Morphology modulation and performance optimization of nanopetal-based Ag-modified Bi2O2CO3 as an inactivating photocatalytic material

Abstract

The use of photocatalytic technology to kill bacteria on marine vessel surface coatings has been paid more attention by research scholars. In this paper, petal-like microspheres with Ag nanoparticles were prepared by a simple one-step process combining the hydrothermal method and photodeposition. The 0.7% Ag/Bi2O2CO3 composite photocatalyst exhibited the highest photocatalytic efficiency for bacterial removal under visible light irradiation and had the highest photogenerated carrier separation efficiency, and the sterilization rate was doubled compared with that of pure Bi2O2CO3, reaching 95%. Using X-ray photoelectron spectroscopy, scanning electron microscopy and transmission electron microscopy, the existence of Ag nanoparticles was confirmed, and their size was approximately 10 nm. The surface plasmon resonance (SPR) effect of Ag nanoparticles was investigated by ultraviolet–visible diffuse reflectance spectroscopy (DRS). It was shown that the surface plasmon resonance effect of Ag improved the spectral utilization of the Ag/Bi2O2CO3 composite photocatalyst and enhanced the stability of the catalyst.

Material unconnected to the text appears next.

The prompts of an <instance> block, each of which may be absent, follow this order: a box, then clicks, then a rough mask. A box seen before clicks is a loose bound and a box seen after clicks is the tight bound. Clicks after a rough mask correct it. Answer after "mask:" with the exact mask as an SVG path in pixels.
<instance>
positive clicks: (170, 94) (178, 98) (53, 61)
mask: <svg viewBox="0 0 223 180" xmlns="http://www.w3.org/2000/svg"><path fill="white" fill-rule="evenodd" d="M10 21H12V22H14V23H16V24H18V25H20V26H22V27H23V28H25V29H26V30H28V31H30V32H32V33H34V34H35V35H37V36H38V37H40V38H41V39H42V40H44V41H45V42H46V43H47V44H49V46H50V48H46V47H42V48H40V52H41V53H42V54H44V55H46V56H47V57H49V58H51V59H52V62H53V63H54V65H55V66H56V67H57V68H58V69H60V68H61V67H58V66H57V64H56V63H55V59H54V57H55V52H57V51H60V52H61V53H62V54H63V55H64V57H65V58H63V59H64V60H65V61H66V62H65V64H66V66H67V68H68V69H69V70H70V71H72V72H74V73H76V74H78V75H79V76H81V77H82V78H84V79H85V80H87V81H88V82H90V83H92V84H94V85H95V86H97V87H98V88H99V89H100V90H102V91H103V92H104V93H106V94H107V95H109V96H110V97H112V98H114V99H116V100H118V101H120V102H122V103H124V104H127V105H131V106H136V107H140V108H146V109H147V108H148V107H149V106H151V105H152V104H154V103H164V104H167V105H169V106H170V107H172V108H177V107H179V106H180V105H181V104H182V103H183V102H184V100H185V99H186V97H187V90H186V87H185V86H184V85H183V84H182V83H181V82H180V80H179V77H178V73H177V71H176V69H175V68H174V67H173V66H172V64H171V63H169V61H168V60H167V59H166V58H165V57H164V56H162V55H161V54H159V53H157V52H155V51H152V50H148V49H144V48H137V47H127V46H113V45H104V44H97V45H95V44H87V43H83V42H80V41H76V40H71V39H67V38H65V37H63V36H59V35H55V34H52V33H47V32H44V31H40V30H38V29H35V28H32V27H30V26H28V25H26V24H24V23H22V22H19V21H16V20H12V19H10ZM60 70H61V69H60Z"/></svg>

This caused the Ag/Bi2O2CO3 composite photocatalyst to have superior photocatalytic activity to pure Bi2O2CO3. The results of electrochemical impedance characterization and transient photocurrent response show that 0.7% Ag/Bi2O2CO3 has a high efficiency of photogenerated carrier separation. By the free radical capture test, hydroxyl radicals were the primary active substance, and Ag+ improved the photocatalytic sterilization activity.